Jobless Claims Now at Lowest Level Since the Start of the Pandemic

Weekly jobless claims had held persistently above the 800,000 line again after vast improvements had been seen. Now the jobless claims appear to be at the lowest level since the pandemic began.

The U.S. Department of Labor reported that the week of October 17 saw 55,000 fewer claims to 787,000. Dow Jones (Wall Street Journal) had a consensus estimate of 875,000 claims. Also noted in the latest report was that the previous week’s level was revised down to 842,000 from 898,000.

The four-week moving average also was lower by 21,500 to 811,250, and the prior week’s moving average was revised down to 832,750 from 866,250.

The Labor Department also noted that its seasonally adjusted insured unemployment rate was 5.7% for the week ending October 10, a drop of 0.7 percentage point.

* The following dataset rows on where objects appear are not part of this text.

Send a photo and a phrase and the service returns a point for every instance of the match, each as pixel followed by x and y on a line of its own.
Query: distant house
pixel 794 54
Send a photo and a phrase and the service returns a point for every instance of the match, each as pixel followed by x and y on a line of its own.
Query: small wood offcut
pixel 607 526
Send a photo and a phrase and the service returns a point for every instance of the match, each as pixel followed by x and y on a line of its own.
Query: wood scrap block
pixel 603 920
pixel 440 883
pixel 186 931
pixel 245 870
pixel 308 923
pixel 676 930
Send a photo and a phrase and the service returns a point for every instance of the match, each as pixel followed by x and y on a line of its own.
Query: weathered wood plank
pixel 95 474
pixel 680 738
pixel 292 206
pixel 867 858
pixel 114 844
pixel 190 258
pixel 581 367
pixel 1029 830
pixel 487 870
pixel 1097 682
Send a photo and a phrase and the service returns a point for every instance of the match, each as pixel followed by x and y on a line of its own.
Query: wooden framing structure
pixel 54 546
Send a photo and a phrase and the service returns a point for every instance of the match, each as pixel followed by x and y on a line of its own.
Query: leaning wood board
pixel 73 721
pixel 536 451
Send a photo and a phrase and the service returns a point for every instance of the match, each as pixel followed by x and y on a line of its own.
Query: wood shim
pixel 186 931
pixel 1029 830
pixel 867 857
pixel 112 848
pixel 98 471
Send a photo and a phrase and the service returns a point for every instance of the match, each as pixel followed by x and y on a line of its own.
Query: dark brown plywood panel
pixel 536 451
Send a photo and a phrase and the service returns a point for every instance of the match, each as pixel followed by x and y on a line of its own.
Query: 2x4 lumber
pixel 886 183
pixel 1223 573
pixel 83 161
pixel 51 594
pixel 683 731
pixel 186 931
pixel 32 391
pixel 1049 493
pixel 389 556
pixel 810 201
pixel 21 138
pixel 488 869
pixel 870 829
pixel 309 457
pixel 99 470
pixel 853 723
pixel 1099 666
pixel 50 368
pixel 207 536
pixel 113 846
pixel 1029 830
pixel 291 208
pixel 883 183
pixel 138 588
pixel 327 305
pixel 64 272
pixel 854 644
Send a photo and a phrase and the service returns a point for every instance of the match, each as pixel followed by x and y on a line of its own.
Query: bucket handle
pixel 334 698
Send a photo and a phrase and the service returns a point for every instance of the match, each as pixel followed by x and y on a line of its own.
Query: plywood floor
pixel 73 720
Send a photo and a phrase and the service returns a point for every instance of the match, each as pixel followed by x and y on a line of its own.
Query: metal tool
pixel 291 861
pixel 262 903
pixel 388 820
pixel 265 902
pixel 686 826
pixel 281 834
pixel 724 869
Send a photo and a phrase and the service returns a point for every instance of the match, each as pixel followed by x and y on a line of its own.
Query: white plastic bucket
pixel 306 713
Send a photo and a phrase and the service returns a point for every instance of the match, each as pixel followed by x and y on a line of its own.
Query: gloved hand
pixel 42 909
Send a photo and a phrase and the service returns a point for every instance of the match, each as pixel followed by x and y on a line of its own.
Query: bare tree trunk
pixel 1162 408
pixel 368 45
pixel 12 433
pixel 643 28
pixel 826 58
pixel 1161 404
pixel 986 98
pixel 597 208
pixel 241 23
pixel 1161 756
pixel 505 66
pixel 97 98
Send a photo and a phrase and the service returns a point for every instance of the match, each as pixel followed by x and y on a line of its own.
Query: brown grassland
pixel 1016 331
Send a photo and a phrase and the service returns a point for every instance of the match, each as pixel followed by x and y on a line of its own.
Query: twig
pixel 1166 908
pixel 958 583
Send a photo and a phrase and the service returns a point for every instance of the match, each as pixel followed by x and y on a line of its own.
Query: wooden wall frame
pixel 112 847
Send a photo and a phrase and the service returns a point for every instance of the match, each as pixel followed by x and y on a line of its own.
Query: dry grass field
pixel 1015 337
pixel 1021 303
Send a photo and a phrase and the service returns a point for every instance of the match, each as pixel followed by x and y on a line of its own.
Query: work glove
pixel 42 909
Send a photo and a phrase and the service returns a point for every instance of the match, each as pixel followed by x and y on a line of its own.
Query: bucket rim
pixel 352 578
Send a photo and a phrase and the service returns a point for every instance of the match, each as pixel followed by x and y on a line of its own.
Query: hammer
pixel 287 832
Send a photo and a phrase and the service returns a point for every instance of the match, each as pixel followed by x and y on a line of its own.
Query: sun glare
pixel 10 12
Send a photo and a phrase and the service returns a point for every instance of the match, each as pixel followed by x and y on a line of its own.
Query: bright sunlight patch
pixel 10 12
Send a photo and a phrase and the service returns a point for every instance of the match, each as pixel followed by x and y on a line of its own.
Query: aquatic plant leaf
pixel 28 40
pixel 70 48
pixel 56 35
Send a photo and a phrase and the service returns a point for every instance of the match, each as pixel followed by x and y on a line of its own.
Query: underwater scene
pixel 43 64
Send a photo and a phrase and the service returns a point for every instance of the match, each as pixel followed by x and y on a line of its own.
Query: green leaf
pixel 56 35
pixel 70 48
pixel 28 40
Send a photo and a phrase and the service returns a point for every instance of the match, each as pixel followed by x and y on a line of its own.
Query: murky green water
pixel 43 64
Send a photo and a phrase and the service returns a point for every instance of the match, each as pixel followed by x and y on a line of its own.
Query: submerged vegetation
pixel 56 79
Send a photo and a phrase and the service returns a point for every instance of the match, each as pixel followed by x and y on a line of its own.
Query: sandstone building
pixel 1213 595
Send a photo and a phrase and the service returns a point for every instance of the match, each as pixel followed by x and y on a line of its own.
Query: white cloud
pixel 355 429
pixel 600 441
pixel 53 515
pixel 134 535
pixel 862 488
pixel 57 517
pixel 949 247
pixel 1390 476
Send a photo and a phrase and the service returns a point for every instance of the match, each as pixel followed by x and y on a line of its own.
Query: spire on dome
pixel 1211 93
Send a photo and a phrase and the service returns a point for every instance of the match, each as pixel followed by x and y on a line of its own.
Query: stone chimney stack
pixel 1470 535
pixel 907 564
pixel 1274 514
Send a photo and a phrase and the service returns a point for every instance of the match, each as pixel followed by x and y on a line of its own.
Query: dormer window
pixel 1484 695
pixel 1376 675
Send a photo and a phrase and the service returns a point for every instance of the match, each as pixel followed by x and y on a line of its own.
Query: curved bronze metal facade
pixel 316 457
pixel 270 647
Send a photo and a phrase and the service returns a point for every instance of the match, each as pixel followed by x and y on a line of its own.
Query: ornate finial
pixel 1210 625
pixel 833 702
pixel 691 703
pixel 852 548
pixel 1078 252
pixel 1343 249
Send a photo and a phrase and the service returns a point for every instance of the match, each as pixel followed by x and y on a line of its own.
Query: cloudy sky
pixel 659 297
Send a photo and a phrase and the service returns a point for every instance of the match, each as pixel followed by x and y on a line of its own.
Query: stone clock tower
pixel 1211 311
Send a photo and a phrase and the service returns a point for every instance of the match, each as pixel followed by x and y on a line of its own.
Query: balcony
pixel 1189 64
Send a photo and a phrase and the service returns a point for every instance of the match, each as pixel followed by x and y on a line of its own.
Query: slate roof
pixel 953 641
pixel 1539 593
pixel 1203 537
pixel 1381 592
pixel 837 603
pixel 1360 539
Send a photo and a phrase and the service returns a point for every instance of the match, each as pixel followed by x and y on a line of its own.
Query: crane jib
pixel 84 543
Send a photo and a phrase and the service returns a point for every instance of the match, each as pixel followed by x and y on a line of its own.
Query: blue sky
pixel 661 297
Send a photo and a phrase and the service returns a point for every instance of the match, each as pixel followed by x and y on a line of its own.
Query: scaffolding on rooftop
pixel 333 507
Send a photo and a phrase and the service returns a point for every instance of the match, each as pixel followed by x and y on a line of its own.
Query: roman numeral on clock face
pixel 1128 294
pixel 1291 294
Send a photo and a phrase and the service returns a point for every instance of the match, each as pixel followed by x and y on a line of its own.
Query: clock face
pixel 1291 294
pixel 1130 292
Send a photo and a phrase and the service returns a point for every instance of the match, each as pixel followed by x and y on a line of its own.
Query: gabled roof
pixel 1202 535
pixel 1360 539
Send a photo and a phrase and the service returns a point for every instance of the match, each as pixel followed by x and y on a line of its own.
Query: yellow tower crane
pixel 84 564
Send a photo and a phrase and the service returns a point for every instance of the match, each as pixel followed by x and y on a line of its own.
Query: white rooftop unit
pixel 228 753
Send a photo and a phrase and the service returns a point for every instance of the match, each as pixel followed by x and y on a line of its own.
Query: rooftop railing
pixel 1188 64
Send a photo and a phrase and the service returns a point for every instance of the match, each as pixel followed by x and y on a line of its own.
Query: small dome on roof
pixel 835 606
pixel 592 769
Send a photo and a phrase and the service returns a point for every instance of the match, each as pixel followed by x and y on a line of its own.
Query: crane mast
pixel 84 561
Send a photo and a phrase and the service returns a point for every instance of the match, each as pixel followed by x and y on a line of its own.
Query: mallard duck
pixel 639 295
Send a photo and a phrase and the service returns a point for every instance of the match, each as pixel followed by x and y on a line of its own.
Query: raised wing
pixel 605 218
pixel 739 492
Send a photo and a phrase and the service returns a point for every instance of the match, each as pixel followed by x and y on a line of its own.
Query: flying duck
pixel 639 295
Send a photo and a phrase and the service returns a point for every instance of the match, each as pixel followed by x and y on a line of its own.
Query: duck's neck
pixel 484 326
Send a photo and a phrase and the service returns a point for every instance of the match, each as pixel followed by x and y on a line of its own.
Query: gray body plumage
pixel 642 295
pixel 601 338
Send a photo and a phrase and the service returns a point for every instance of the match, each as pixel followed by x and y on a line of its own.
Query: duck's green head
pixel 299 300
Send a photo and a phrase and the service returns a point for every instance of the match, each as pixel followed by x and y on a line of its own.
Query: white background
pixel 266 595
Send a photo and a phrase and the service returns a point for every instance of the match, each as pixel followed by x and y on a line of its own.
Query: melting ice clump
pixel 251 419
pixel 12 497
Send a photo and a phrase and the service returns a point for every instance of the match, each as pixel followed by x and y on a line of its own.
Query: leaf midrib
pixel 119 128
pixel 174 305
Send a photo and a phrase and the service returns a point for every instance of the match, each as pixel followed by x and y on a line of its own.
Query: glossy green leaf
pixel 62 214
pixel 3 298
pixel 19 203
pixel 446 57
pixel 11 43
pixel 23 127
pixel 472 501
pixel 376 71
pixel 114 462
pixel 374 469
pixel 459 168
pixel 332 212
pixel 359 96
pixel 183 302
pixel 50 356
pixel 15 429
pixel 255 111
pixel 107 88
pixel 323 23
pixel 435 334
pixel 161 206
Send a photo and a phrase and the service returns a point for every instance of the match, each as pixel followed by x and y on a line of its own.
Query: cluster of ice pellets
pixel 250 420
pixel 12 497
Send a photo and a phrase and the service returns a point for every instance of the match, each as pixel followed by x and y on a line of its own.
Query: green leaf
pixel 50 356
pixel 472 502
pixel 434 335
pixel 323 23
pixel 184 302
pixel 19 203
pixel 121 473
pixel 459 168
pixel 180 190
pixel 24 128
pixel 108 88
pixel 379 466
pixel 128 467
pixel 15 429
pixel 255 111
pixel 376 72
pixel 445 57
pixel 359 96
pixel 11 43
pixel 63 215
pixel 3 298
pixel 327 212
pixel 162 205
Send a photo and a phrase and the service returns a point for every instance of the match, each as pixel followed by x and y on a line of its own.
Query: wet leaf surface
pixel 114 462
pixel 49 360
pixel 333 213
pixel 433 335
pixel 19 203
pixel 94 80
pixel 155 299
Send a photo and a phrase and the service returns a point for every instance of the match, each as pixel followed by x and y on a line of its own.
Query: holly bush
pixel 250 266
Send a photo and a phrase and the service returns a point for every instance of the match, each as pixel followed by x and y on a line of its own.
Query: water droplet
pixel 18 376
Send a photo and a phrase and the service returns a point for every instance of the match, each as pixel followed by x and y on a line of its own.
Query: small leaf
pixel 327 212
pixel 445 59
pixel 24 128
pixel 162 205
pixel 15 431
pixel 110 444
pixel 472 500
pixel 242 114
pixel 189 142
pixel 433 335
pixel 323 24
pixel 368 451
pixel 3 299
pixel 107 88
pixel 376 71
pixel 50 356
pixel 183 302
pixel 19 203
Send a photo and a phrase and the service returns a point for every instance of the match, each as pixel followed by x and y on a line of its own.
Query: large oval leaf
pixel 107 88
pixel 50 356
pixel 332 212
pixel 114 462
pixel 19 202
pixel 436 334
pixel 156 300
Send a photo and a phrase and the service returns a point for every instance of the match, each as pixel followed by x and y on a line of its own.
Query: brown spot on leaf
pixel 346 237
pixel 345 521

Continuing claims, for those who have received multiple consecutive weeks of unemployment benefits, are reported with a one-week lag, and this figure fell a sharp 1.02 million to 8.373 million. The previous week’s level also was revised down by 621,000 to 9.397 million.

One note that had caused discrepancies in prior weeks had been some changes made in California. The Labor Department reported that California has now completed its pause in processing of initial claims and has resumed reporting actual unemployment insurance claims. The larger revisions also account for the new additional data from California for the two prior weeks.

Some economists have been more focused on the unadjusted data because it shows a representation of what is happening at the ground level in the pandemic. The Labor Department’s initial claims on the unadjusted basis fell by 73,125 to a total of 756,617 claims in the week of October 17.

The total number of people claiming benefits in all programs for the week ending October 3 was 23,150,427, a decrease of 1,046,493 from the previous week. There were 1,393,973 persons claiming benefits in all programs in the comparable week in 2019.

The number of people collecting unemployment benefits through regular state programs fell by 1 million to about 8.4 million for the week ended October 10. States and territories with the highest insured unemployment rates (measured for October 3) were as follows:

  • Hawaii (14.9%)
  • California (11.5%)
  • Nevada (11.3%)
  • Georgia (9.3%)
  • Puerto Rico (9.3%)
  • Louisiana (8.8%)
  • District of Columbia (8.4%)
  • New Mexico (7.8%)
  • New York (7.7%)
  • Illinois (7.6%)

Stocks did not budge much after the jobless claims report, with the three major equity indexes only fractionally higher after Thursday’s opening bell.